Arriva una sentenza choc legata a Whatsapp, se lo fai anche tu commetti un vero e proprio reato. Potrebbe capitare davvero a chiunque di trovarsi nei guai.
Oggi vogliamo portare alla luce una novità che potrebbe riguardare molti di voi, la sentenza in questione stabilisce un precedente davvero molto pericoloso.
Molto spesso di fronte a un processo come questo ci si può trovare di fronte a degli esempi che associamo alla nostra vita, si tratta di aspetti molto delicati e che possono di fatto creare uno storico in grado di cambiare la nostra strada sotto diversi punti di vista.
Vogliamo dunque spiegarvi da vicino tutto quello che c’è da leggere su questo caso per poterlo associare a quello che accade nelle nostre vite. Siamo certi che molti di voi si troveranno a fare delle riflessioni anche importanti. Anche perché molto spesso utilizziamo strumenti tecnologici, come Whatsapp, in maniera impropria e senza accorgercene, rischiando di passare dei guai se la controparte è a conoscenza di alcuni aspetti.
Va specificato che ovviamente non giustifichiamo chi commette intenzionalmente dei reati, ma stiamo sottolineando che chi sbadatamente compie un errore sarà giustamente punito allo stesso modo e proprio per questo farebbe bene a non essere superficiale.

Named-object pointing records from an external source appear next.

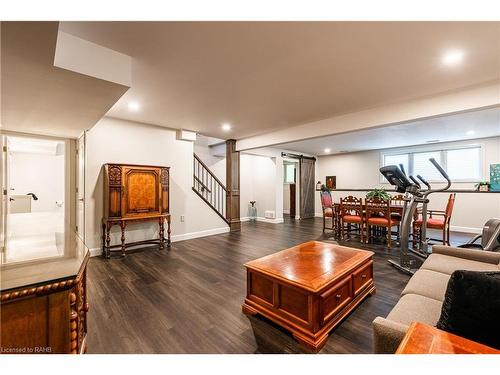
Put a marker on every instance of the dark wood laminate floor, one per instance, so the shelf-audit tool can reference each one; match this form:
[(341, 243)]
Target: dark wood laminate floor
[(188, 299)]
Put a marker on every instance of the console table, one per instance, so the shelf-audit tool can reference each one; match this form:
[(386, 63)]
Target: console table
[(135, 193), (424, 339)]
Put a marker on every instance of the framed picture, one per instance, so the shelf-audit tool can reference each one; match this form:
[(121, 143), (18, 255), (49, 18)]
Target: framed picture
[(331, 182)]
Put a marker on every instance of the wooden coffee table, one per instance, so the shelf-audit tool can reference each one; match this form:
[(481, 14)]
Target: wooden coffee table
[(308, 289), (424, 339)]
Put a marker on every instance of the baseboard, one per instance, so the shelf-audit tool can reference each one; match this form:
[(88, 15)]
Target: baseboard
[(264, 220), (179, 237), (455, 228)]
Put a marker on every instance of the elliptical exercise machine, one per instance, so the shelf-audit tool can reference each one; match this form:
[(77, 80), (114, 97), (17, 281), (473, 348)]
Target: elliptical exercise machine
[(413, 197)]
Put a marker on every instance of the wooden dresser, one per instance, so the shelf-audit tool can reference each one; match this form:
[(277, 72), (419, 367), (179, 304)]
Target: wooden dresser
[(135, 193), (43, 300)]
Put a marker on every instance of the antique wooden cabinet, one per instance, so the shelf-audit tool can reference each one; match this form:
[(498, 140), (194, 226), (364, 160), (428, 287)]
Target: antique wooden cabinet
[(135, 193)]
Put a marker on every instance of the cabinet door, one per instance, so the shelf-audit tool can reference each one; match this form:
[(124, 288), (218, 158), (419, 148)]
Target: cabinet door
[(141, 191)]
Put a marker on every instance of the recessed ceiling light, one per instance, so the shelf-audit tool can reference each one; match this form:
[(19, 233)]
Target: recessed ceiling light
[(453, 57), (134, 106)]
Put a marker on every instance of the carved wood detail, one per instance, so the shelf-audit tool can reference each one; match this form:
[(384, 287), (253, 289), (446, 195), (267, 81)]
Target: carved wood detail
[(134, 193)]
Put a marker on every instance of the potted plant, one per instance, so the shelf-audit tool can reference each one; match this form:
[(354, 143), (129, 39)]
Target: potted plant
[(483, 186), (378, 193)]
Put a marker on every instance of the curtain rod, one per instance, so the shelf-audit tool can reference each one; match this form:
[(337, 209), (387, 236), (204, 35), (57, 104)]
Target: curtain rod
[(296, 156)]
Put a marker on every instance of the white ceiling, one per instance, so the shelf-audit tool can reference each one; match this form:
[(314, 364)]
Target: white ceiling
[(470, 125), (35, 146), (40, 98), (264, 76)]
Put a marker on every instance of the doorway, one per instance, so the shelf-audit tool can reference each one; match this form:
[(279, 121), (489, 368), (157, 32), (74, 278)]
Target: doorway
[(33, 202), (290, 188)]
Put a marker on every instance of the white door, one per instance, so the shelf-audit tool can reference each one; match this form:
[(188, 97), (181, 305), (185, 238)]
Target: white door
[(4, 165), (80, 187)]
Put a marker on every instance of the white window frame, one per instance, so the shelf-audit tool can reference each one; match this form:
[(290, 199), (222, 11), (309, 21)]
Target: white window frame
[(443, 149)]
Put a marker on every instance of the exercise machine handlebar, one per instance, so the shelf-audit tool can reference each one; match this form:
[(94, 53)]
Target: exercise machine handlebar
[(415, 181), (424, 181)]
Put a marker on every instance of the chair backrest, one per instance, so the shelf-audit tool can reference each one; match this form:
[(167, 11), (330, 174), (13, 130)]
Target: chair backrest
[(326, 199), (449, 206), (397, 200), (351, 206), (377, 206)]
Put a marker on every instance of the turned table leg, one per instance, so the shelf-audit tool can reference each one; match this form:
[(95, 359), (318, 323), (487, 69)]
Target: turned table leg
[(108, 240), (162, 233), (168, 231), (123, 225), (103, 238)]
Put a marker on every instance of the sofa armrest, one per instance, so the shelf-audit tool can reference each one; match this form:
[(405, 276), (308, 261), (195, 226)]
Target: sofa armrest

Whatsapp, la sentenza che cambia tutto
Una recente sentenza ha cambiato un punto di vista legato a Whatsapp, sapete che anche tra amici e parenti l’eventuale invio di messaggi a raffica può essere considerato molestia. Direttamente dal tribunale di Torre Annunziata, come ci racconta Brocardi.it, arriva questo processo storico.
Tutto nasce da una discussione, apparentemente banale, a proposito di una casa da affittare durante l’estate. Una persona è rimasta molto alterata dalla violazione di un accordo sulla turnazione e ha deciso così di andare a inviare 70 messaggi vocali audio in poco più di mezz’ora per esprimere la sua posizione.
La cognata, destinataria dei messaggi, ha visto tutto come un attacco molesto e ha sporto denuncia. Il tribunale le ha dato ragione con la sentenza numero 385 del 3 marzo 2025 definendo l’azione della prima parte della contesa come reato di molestie.
Quello che chiarisce questa sentenza è che non conta solo il contenuto dei messaggi, ma anche quanto frequentemente si vanno a inviare le date comunicazioni. Può essere considerata causa di stress e disagio psicologico nei confronti della persona offesa.
Diventa dunque a questo punto fondamentale cercare di capire come ci si possa trovare di fronte a una situazione del genere anche se 70 messaggi in mezz’ora probabilmente nessuno li ha mandati.